After the war the mines were cleared by cutting their attachment wires so that the mines would not surface. The explosive devices then sank to the seabed.
From the planned route of the gas pipeline such sunken mines have been found.
Primarily they are in international waters at a depth of more than 70 metres.
The plan is to detonate the mines underwater, explains the Russian-German Nord Stream consortium responsible of the intended pipeline project, in its draft for the estimation of the undertaking’s environmental impact.
The draft maps out those mines that will get in the way of the planned pipeline. The pipeline will be installed by a wide surface vessel relying on 12 heavy anchors to secure its position. The possibility of mines getting in the way of the anchors has not been looked into.
Environmental authorities now require further explanations as to how Nord Stream plans on ensuring that the mines within the installation vessel’s anchoring zone will not present a danger.
Finland’s Defence Administration is satisfied with Nord Stream’s mine charting and with the plans on how to destroy the mines that are found.

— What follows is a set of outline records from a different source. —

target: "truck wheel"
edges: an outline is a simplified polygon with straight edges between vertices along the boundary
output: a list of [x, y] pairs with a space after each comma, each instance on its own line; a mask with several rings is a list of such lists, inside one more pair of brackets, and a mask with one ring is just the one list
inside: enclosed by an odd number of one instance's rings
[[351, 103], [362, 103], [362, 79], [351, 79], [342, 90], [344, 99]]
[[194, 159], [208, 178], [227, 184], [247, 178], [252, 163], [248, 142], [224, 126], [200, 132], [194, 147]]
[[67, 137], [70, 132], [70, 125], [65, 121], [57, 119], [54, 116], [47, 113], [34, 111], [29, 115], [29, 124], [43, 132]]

“The way the company plans on neutralising the weapons is standard mine demolition”, says Commander Kari Aapro from the Ministry of Defence. “The mines will be detonated at the bottom of the sea. Every detonation will be filmed and a diving robot will ensure that the mine has indeed been destroyed.”
Up until the 1960s both chemical and conventional ammunition were deposited in the Baltic Sea.
During both world wars the sea was mined and afterwards the weapons were sunk into the sea bed. The surrounding countries have also buried chemicals in the sea.
The laying of the planned gas pipeline requires the carrying out of an environmental impact assessment (YVA) in the same fashion as when building a new road or setting up a large pig farm. The assessment looks into the project’s effects on nature and people.
If the effects are regarded as unreasonable the project can be shelved. Requests can also be made for the plans to be altered.
An YVA is not a building permit. That has to be applied for separately.